Indeed, there may be some revolutionary possibilities in the demand for justice by Nigerians, but if both the demand and supply for justice are not regulated and mediated within the ambit of the rule of law, it could end up creating more problems than they would solve, as history also shows. Anyone who has read Thomas Carlyle’s The French Revolution: A History (1837) will not fail to be numbed by how so quickly the spirit of nationalism and patriotism could so easily transmogrify into something more perverse, sanguinary and ghoulish. Glance through the proceedings of the French National Assembly of the time, and of the Committee of Public Safety, and of the Revolutionary Tribunal, and consider how the children of the revolution ended up consumed by the revolution. A society must be careful how it searches for enduring change, in those heady moments when it leaps temptingly and idealistically beyond the boundaries of the law into a cataclysmic void.

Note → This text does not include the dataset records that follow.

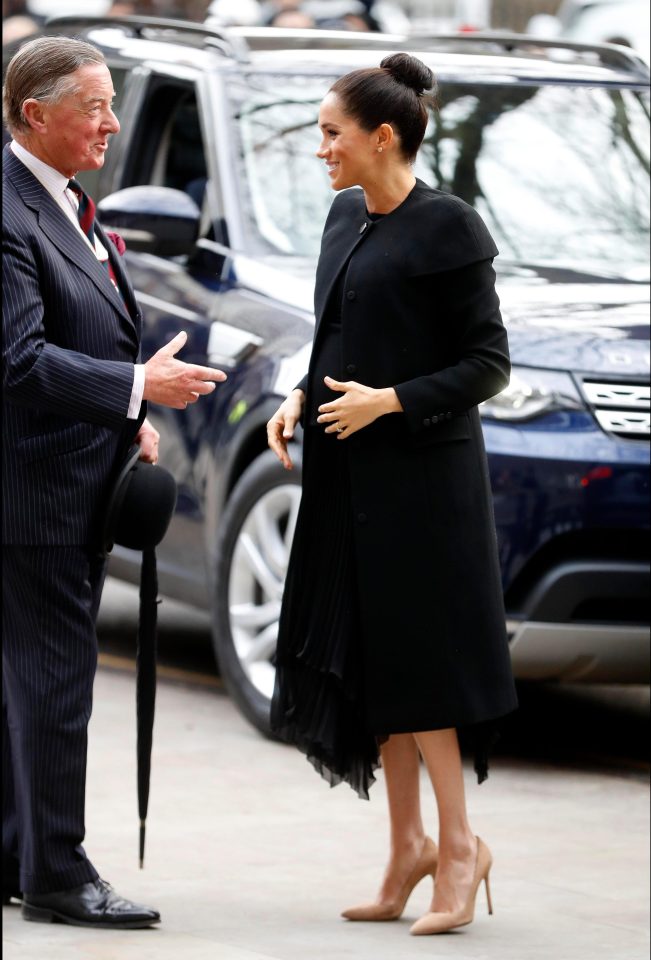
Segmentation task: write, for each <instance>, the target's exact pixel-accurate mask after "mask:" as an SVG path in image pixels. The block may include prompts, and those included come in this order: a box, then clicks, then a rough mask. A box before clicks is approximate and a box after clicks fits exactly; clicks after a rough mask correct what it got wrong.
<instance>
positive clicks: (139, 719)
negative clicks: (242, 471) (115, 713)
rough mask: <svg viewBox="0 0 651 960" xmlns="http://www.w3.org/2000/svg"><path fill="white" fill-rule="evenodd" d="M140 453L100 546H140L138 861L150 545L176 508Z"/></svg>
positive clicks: (137, 708)
mask: <svg viewBox="0 0 651 960" xmlns="http://www.w3.org/2000/svg"><path fill="white" fill-rule="evenodd" d="M140 453H141V451H140V447H139V446H138V445H137V444H134V446H132V447H131V448H130V449H129V452H128V453H127V456H126V459H125V461H124V464H123V465H122V467H121V468H120V472H119V473H118V477H117V480H116V481H115V484H114V485H113V489H112V490H111V494H110V497H109V501H108V507H107V510H106V515H105V520H104V528H103V535H102V549H103V553H104V555H106V554H108V553H110V552H111V550H112V549H113V545H114V544H116V543H119V544H120V546H122V547H130V548H131V549H132V550H142V567H141V573H140V615H139V617H138V645H137V654H136V729H137V745H136V751H137V760H138V815H139V817H140V866H141V867H142V865H143V862H144V855H145V820H146V817H147V807H148V804H149V779H150V772H151V748H152V737H153V728H154V705H155V702H156V619H157V614H156V608H157V605H158V576H157V572H156V552H155V549H154V548H155V547H157V546H158V544H159V543H160V542H161V540H162V539H163V537H164V536H165V533H166V531H167V528H168V526H169V523H170V520H171V519H172V514H173V513H174V507H175V506H176V481H175V480H174V477H173V476H172V474H171V473H169V471H167V470H166V469H165V468H164V467H159V466H154V464H153V463H145V461H144V460H140V459H139V457H140Z"/></svg>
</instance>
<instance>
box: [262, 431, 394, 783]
mask: <svg viewBox="0 0 651 960" xmlns="http://www.w3.org/2000/svg"><path fill="white" fill-rule="evenodd" d="M306 430H307V431H309V434H310V436H309V437H306V446H309V456H306V462H305V466H304V472H303V496H302V499H301V505H300V509H299V514H298V519H297V524H296V532H295V535H294V542H293V546H292V551H291V556H290V561H289V567H288V571H287V579H286V581H285V592H284V596H283V606H282V612H281V617H280V627H279V635H278V648H277V654H276V683H275V689H274V695H273V699H272V705H271V726H272V729H273V730H274V731H275V732H276V733H277V734H278V735H279V736H280V737H281V738H282V739H283V740H285V741H286V742H288V743H292V744H294V745H295V746H296V747H297V748H298V749H299V750H301V751H302V752H303V753H304V754H305V755H306V756H307V758H308V760H309V761H310V763H312V764H313V766H314V767H315V769H316V770H317V771H318V773H320V774H321V775H322V776H323V777H324V778H325V780H327V782H328V783H330V785H331V786H336V785H337V784H338V783H341V782H342V781H346V782H347V783H349V784H350V786H351V787H352V788H353V790H355V791H356V792H357V794H358V795H359V796H360V797H363V798H364V799H368V790H369V787H370V785H371V784H372V783H373V781H374V780H375V777H374V773H373V772H374V770H376V769H377V767H378V766H379V746H378V739H377V738H376V737H375V735H374V734H373V733H372V732H371V731H369V730H368V729H367V727H366V723H365V716H364V715H365V709H364V664H363V654H362V638H361V628H360V623H359V607H358V604H359V597H358V590H357V583H356V577H355V563H354V557H353V551H354V542H353V517H352V506H351V498H350V482H349V469H348V452H347V449H346V442H345V441H338V440H337V439H336V437H335V435H334V434H325V433H324V430H323V427H322V426H319V427H312V426H308V427H307V428H306Z"/></svg>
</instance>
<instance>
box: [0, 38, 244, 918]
mask: <svg viewBox="0 0 651 960" xmlns="http://www.w3.org/2000/svg"><path fill="white" fill-rule="evenodd" d="M113 96H114V93H113V85H112V82H111V76H110V73H109V71H108V68H107V66H106V64H105V62H104V58H103V56H102V54H101V53H100V52H99V51H98V50H96V49H95V48H94V47H92V46H91V45H90V44H87V43H85V42H82V41H79V40H72V39H67V38H63V37H41V38H38V39H35V40H31V41H29V42H28V43H27V44H26V45H25V46H23V47H22V49H21V50H19V51H18V53H16V55H15V56H14V58H13V59H12V61H11V63H10V64H9V67H8V69H7V74H6V80H5V87H4V91H3V107H4V118H5V123H6V125H7V127H8V129H9V131H10V133H11V135H12V136H13V141H12V142H11V143H10V144H9V145H8V146H7V147H5V150H4V153H3V194H4V204H3V232H4V241H3V244H4V246H3V273H4V277H3V360H4V370H3V374H4V404H3V409H4V417H3V465H2V466H3V557H2V559H3V570H2V573H3V600H4V604H3V657H2V660H3V687H2V693H3V698H2V699H3V801H4V809H3V835H2V839H3V894H4V897H3V899H4V902H8V901H9V898H10V897H11V896H18V897H19V896H20V893H21V892H22V897H23V906H22V911H23V916H24V917H25V919H28V920H41V921H52V920H59V921H64V922H68V923H73V924H82V925H85V926H97V927H112V928H133V927H146V926H151V925H152V924H153V923H157V922H158V921H159V920H160V916H159V914H158V913H157V912H156V911H155V910H151V909H149V908H147V907H140V906H138V905H137V904H134V903H130V902H129V901H128V900H124V899H123V898H121V897H119V896H118V895H117V894H116V893H115V892H114V891H113V889H112V888H111V887H110V886H109V885H108V884H106V883H105V882H104V881H103V880H100V879H99V876H98V873H97V870H96V869H95V867H94V866H93V865H92V864H91V862H90V860H89V859H88V858H87V856H86V853H85V852H84V849H83V847H82V841H83V837H84V801H85V774H86V751H87V725H88V720H89V717H90V712H91V697H92V684H93V678H94V674H95V668H96V662H97V639H96V634H95V618H96V614H97V610H98V606H99V600H100V595H101V589H102V584H103V579H104V574H105V562H104V561H103V560H102V559H101V558H100V551H99V550H98V546H99V531H100V529H101V521H102V512H103V508H104V507H105V504H106V498H107V495H108V492H109V490H110V486H111V482H112V481H113V480H114V479H115V475H116V472H117V471H118V469H119V466H120V464H121V462H122V460H123V458H124V455H125V453H126V451H127V450H128V448H129V446H130V444H131V443H132V442H133V441H134V438H135V441H136V442H137V443H139V444H140V447H141V459H143V460H146V461H149V462H151V463H156V462H157V459H158V440H159V437H158V433H157V431H156V430H155V429H154V428H153V427H152V426H151V425H150V424H149V422H148V421H147V420H146V419H145V401H147V400H151V401H154V402H156V403H160V404H164V405H166V406H170V407H174V408H177V409H183V408H184V407H186V406H187V405H188V403H194V402H195V401H197V400H198V399H199V397H200V396H201V395H204V394H208V393H210V392H212V391H213V390H214V389H215V383H216V382H218V381H221V380H224V379H225V375H224V374H223V373H222V372H221V371H219V370H213V369H209V368H207V367H199V366H195V365H191V364H185V363H182V362H181V361H180V360H177V359H176V357H175V354H176V353H177V352H178V351H179V350H180V349H181V347H182V346H183V344H184V342H185V334H184V333H180V334H178V335H177V336H176V337H175V338H174V339H173V340H172V341H171V342H170V343H169V344H167V346H165V347H163V348H162V349H161V350H160V351H159V352H158V353H156V354H155V355H154V356H153V357H152V358H151V359H150V360H148V361H147V363H145V364H141V363H139V362H138V359H139V340H140V329H141V322H142V318H141V315H140V311H139V309H138V305H137V303H136V301H135V298H134V292H133V289H132V287H131V284H130V282H129V280H128V278H127V275H126V273H125V271H124V268H123V266H122V264H121V257H120V256H119V255H118V253H117V248H116V245H115V243H114V242H113V240H111V239H109V238H108V237H107V235H106V234H105V233H104V232H103V231H102V229H101V227H100V226H99V225H98V224H97V223H96V222H94V216H93V214H94V207H93V205H92V201H89V199H88V198H87V197H86V195H85V194H84V193H83V192H82V191H81V188H80V187H79V185H78V184H77V183H76V181H73V182H72V183H70V181H71V180H72V178H74V176H75V174H76V173H77V172H78V171H79V170H96V169H98V168H100V167H101V166H102V164H103V163H104V156H105V153H106V149H107V146H108V142H109V138H110V137H111V136H112V135H113V134H115V133H117V132H118V131H119V129H120V125H119V123H118V121H117V119H116V117H115V115H114V113H113V112H112V110H111V101H112V99H113Z"/></svg>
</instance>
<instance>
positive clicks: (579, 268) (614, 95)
mask: <svg viewBox="0 0 651 960" xmlns="http://www.w3.org/2000/svg"><path fill="white" fill-rule="evenodd" d="M332 79H333V78H332V77H328V78H322V79H320V80H319V79H315V78H314V77H309V78H308V77H297V78H293V77H292V78H288V77H287V76H283V77H275V78H274V77H264V78H261V77H259V76H251V77H247V78H246V83H245V84H242V86H241V87H239V88H238V86H237V85H233V86H232V88H231V95H232V96H233V102H234V112H235V116H236V118H237V127H238V131H239V162H240V164H241V171H240V172H241V181H242V183H243V184H245V187H244V189H245V191H246V196H245V202H246V206H247V218H248V222H249V227H250V230H251V235H252V236H255V237H257V238H258V240H260V239H261V240H263V241H264V243H265V245H266V246H267V248H268V249H269V250H273V251H275V252H282V253H295V254H302V255H308V256H314V255H316V254H317V253H318V249H319V243H320V238H321V229H322V227H323V222H324V220H325V217H326V215H327V211H328V207H329V205H330V203H331V201H332V196H333V194H332V189H331V187H330V183H329V180H328V177H327V174H326V170H325V164H324V163H323V162H322V161H319V160H317V159H316V157H315V151H316V150H317V148H318V145H319V139H320V138H319V131H318V128H317V115H318V108H319V104H320V101H321V99H322V97H323V95H324V93H325V91H326V90H327V89H328V87H329V86H330V84H331V83H332ZM415 173H416V175H417V176H419V177H421V178H422V179H423V180H425V181H427V182H428V183H431V184H432V185H434V186H438V187H440V188H441V189H443V190H446V191H450V192H452V193H455V194H457V195H458V196H460V197H462V198H463V199H464V200H466V201H467V202H468V203H471V204H472V205H473V206H475V207H476V208H477V210H479V212H480V213H481V215H482V217H483V218H484V219H485V221H486V222H487V224H488V226H489V229H490V230H491V232H492V234H493V236H494V237H495V240H496V242H497V245H498V247H499V249H500V252H501V255H502V258H503V261H504V260H513V261H516V262H518V263H530V264H536V265H544V266H548V267H559V268H563V269H573V270H577V271H585V272H589V273H595V272H596V273H599V274H602V275H608V276H613V277H614V276H618V277H627V278H630V279H642V278H643V276H644V275H646V274H647V273H648V258H647V250H648V232H649V109H648V99H646V97H645V96H644V95H642V94H640V93H639V92H636V91H633V90H621V89H620V90H618V89H613V88H605V87H599V88H588V87H569V86H560V85H549V86H536V87H534V86H523V85H521V84H515V83H514V84H512V85H511V84H509V85H506V84H502V85H483V86H481V88H479V87H478V86H477V85H471V84H468V85H453V84H442V85H441V109H440V112H439V113H438V114H437V115H436V116H435V117H433V118H432V120H431V122H430V126H429V128H428V132H427V135H426V139H425V143H424V144H423V147H422V149H421V152H420V154H419V157H418V160H417V162H416V166H415Z"/></svg>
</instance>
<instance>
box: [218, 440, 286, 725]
mask: <svg viewBox="0 0 651 960" xmlns="http://www.w3.org/2000/svg"><path fill="white" fill-rule="evenodd" d="M300 483H301V477H300V470H299V469H298V468H297V467H295V468H294V470H292V471H291V473H290V472H288V471H286V470H285V469H284V468H283V467H282V466H281V464H280V463H279V461H278V459H277V458H276V456H275V454H273V453H272V452H271V451H267V452H266V453H263V454H262V455H261V456H259V457H258V458H257V459H256V460H254V462H253V463H252V464H251V465H250V466H249V467H248V468H247V470H246V471H245V472H244V473H243V474H242V476H241V478H240V480H239V481H238V483H237V485H236V486H235V488H234V490H233V492H232V494H231V497H230V499H229V501H228V505H227V507H226V510H225V512H224V516H223V519H222V523H221V526H220V531H219V538H218V545H217V566H216V583H215V589H214V594H213V596H214V603H215V610H214V616H213V641H214V645H215V653H216V656H217V660H218V663H219V668H220V672H221V676H222V678H223V680H224V683H225V684H226V687H227V689H228V692H229V693H230V695H231V697H232V698H233V700H234V701H235V702H236V704H237V705H238V707H239V708H240V710H241V711H242V713H243V714H244V716H245V717H246V718H247V719H248V720H250V721H251V723H252V724H253V725H254V726H255V727H257V728H258V730H260V731H261V732H262V733H264V734H265V735H266V736H271V731H270V728H269V709H270V706H271V696H272V693H273V687H274V679H275V672H276V671H275V666H274V655H275V652H276V642H277V639H278V618H279V616H280V604H281V600H282V593H283V588H284V585H285V574H286V572H287V563H288V560H289V551H290V548H291V544H292V538H293V536H294V528H295V526H296V517H297V514H298V506H299V502H300V497H301V487H300Z"/></svg>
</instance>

Nigerian laws diligently applied, despite the artifices of looters and their legal accomplices, are adequate to police the corruption war. But if they are not, and the government can find a way to avoid the pitfall of making new, retroactive laws, then let them amend the law and the constitution. Early last month, Prof. Jeyifo wondered why President Buhari got himself needlessly entangled in the Dasuki bail affair when he could have prepared the grounds for his government to sensibly and judicially tackle the prosecution of looters. The professor explored three options, to wit, the Justice Oguntade committee (2014 National Conference) option; the operationalisation of the Administration of Criminal Justice Act; and sustaining the status quo. But whether one of these alternatives, or the Grecian options inappropriately adumbrated by Mr. Abimbola as capable of inspiring Nigeria, no one can dispute the fact that no leader is at liberty to operate outside the country’s laws if he is not to engender the chaos that followed the French Revolution as well as insidiously weaken the fabrics that both knit the society together and sustain the integrity of the social contract.